The [data] consultant's job is three-fold:
- To understand the user's needs clearly,
- To help the user understand what the question/problem/project entails in the world of data analysis, and, then,
- To help the user find data appropriate to the refined view of the project. It may take several iterations of each step in the consultation process for a user to refine a project appropriately.
Some Useful Steps in Finding the "Right" Data
1. Identify the intended use of the "data".
"Data" may mean a few statistics to be put in a paper or millions of Census records to be run through sophisticated statistical analyses.
Don't assume that "data"="computer analysis". With the increase in CD-ROM distribution, fewer statistics are available in print form. The user may just need to use an electronic book. Or have been misdirected when the statistics are best found in a book.
A good first question:
"What will you do with the data once you have it?"
The context of the research is also important. The amount of effort the user "should" spend will depend on the final product and its schedule:
- What is it for? A course? Term paper? Thesis? Dissertation? Research project? Career?
- Who is doing the work? Is it a professor's, researcher's or student's project? Is the user the principal investigator?
- When does the project have to be done? In days? Weeks? Months? Years?
2. How much computer and analytical experience does the user have?
The size and complexity of a project need to match the user's capabilities as well as the time frame.
- "What program do you plan to use for the analysis?" SPSS? SAS? STATA
- "How familiar with the program are you? How much have you used it? What have you been taught about it in the course? ...."
- "What procedures do you plan to use for this project?"
- "How much data manipulation is involved? What did you do last time?"
3. Define the topic precisely enough to narrow the search.
Every project has a goal. A topic to be addressed. A question to be answered. The user needs to define the topic sufficiently precisely to identify appropriate data, and may have done so already.
- "What question are you trying to answer? What hypothesis are you trying to test?"
- "Have you written a proposal? Outlined the project? Listed the variables/measures/... that you will use? Defined the analytical model?"
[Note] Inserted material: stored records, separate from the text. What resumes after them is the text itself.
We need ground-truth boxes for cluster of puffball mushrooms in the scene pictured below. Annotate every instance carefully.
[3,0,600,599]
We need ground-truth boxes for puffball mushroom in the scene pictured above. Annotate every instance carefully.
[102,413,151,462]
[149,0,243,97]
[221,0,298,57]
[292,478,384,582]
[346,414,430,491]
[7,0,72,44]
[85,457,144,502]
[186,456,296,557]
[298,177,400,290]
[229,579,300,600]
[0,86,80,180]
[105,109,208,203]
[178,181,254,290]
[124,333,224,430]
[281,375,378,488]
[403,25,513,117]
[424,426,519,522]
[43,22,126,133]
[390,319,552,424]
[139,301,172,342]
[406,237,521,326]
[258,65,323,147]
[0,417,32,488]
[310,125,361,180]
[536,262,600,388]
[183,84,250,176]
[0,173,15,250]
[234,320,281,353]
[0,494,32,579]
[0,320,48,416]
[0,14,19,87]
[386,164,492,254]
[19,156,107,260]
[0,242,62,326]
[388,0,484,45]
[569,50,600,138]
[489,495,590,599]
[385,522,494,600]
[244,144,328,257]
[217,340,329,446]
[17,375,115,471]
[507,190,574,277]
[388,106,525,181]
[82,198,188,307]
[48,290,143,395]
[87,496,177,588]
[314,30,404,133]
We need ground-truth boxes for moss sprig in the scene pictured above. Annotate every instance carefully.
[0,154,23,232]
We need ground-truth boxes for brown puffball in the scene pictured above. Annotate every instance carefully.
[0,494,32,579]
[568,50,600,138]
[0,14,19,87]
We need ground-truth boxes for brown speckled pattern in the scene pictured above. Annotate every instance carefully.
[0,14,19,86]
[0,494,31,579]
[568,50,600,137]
- "How does this project/problem/question fit into the discipline? What methods are used in articles/papers about this or related topics?"
- One useful method of helping specify a topic more precisely is to have the user search the Datagate, reading the descriptions of the studies and of the data--variables, techniques. This can help by showing what questions have been posed before, what questions can be readily answered, etc. The ICPSR study descriptions sometimes contain bibliographic references.
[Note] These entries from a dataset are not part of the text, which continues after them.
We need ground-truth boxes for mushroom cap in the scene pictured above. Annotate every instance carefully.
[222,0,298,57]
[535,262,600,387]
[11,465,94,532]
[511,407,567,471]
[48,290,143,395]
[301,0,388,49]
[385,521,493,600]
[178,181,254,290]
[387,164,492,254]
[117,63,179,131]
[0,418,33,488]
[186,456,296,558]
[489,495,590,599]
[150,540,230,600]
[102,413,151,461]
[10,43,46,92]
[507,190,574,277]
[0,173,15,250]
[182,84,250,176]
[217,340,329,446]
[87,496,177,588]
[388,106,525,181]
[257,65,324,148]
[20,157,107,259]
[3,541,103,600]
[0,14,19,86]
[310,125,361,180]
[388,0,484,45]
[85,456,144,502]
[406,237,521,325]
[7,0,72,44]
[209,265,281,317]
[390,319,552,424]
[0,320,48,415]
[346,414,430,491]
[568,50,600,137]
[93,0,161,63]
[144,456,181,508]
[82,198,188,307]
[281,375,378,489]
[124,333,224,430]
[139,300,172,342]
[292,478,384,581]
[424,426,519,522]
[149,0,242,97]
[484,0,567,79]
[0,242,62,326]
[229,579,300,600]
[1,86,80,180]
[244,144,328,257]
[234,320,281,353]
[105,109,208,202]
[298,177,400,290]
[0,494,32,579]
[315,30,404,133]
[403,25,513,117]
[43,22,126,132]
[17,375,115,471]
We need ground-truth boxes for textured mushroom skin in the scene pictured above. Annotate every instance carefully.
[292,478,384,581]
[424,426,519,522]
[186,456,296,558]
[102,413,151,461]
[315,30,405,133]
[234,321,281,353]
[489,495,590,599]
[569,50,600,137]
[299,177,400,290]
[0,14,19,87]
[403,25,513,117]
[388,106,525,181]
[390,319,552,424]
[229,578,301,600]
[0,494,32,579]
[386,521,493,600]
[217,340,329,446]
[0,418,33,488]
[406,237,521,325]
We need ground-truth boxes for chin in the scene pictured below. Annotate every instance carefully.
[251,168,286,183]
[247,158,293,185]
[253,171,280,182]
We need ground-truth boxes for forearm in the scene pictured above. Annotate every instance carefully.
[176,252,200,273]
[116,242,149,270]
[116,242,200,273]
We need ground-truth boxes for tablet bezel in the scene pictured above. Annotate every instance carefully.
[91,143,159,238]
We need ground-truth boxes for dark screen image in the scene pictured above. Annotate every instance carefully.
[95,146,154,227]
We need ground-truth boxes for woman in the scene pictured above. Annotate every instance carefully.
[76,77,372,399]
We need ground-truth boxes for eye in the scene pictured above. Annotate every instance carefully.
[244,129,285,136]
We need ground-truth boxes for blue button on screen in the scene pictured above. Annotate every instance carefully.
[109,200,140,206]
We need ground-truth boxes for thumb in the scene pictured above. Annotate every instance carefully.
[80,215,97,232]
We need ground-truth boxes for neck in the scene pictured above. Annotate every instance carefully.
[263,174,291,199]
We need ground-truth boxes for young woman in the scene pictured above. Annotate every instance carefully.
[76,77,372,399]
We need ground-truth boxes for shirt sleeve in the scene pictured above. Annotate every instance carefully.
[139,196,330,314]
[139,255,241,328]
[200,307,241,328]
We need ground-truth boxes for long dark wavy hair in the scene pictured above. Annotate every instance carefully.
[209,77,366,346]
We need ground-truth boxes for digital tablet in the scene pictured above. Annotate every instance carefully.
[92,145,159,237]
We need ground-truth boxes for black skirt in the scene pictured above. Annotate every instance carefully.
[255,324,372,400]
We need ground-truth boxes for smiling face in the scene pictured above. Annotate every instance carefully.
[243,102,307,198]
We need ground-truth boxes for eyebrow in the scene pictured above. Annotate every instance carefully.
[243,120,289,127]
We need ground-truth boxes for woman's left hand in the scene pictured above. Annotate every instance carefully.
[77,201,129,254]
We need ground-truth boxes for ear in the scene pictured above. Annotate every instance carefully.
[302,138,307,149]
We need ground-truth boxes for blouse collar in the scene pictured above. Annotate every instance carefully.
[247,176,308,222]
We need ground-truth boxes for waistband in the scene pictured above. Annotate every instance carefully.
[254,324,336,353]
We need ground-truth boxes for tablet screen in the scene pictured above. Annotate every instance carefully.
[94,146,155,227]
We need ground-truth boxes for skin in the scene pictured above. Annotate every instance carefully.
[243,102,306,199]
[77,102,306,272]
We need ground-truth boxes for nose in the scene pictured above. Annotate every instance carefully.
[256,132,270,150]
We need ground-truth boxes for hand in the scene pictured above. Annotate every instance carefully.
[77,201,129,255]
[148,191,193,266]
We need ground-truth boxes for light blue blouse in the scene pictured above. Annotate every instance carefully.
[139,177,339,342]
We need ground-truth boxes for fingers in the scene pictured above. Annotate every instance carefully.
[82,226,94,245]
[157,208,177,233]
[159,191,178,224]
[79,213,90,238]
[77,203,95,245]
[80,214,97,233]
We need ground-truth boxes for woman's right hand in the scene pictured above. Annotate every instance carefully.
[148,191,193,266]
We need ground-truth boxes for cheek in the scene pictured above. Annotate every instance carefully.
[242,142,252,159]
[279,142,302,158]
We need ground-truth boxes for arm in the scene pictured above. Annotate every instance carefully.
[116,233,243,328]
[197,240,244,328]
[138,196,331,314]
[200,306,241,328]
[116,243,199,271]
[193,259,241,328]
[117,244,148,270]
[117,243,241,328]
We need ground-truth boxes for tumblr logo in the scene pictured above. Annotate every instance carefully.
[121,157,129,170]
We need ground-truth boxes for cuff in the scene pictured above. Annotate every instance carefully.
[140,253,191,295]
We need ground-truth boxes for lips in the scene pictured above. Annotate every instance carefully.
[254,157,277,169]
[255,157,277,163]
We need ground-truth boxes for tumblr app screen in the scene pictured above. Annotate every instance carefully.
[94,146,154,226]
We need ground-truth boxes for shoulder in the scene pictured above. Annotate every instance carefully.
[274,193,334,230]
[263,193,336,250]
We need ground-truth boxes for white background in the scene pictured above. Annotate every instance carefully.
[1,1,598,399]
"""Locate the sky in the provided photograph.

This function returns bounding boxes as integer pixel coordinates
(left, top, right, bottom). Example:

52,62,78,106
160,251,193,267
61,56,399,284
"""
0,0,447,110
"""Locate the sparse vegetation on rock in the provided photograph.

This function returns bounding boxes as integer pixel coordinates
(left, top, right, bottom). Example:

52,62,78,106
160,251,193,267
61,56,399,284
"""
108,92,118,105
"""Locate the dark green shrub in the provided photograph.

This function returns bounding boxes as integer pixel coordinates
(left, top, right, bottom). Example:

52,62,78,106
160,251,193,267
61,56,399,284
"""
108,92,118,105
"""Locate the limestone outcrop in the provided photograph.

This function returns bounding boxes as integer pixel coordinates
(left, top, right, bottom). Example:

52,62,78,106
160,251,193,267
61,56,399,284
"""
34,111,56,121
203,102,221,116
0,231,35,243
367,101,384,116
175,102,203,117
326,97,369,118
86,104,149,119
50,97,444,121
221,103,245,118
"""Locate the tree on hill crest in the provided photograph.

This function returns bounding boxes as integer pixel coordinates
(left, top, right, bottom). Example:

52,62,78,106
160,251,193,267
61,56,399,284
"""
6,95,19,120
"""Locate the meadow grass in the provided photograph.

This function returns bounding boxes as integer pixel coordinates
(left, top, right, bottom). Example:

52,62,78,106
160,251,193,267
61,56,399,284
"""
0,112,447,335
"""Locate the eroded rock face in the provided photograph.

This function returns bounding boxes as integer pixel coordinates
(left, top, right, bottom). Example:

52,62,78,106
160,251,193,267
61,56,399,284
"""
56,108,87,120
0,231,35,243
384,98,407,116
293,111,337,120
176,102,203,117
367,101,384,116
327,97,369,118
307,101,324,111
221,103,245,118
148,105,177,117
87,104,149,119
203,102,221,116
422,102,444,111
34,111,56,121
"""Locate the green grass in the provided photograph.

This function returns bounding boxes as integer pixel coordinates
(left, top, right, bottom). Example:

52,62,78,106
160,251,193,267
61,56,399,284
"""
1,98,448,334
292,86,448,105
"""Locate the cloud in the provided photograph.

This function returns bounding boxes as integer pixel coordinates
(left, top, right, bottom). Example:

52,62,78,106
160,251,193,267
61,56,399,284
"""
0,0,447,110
- If time is critically short, choose studies that can be accessed right away (that applies to most of our studies) and that have documentation that is easy to use. Consider using studies that come in a format that is ready to use by a statistical package (look for listings, on the DataGate search page, of easily accessible datasets.).
4. Determine the amount of data involved and its practicality.
- Schedule, user experience, and the goal of the project set limits on the amount and complexity of the data that can or should be used.
- This can cut both ways. A term paper project should not use too much data, but a dissertation should not use too little.
5. Note the need to understand the data itself.
Measurement, method of collection, and quality of the data are all important in determining whether a set of data is appropriate to the problem, the context, and the proposed techniques.
This information is important in choosing a study, in analyzing it, and in understanding and presenting the results of the analysis.
The user needs to understand how data measurement and quality are documented. Quality and other collection issues should be addressed in the codebook. In the data itself, many studies use "missing" data indicators of various kinds. Census data, however, has separate flag variables which indicate when a data point has been "allocated" (estimated) or suppressed, which should be extracted along with the actual data points.
- What kind of data is required to answer the question?
- Will this dataset answer the question? Does it measure the necessary properties of the object of analysis?
- Is the level of measurement of this data appropriate to the techniques used? "Continuous" variables for regression?
- Are there quality issues with this data? How will the user tell, for instance, how missing data is indicated? How much valid data is required for a meaningful analysis?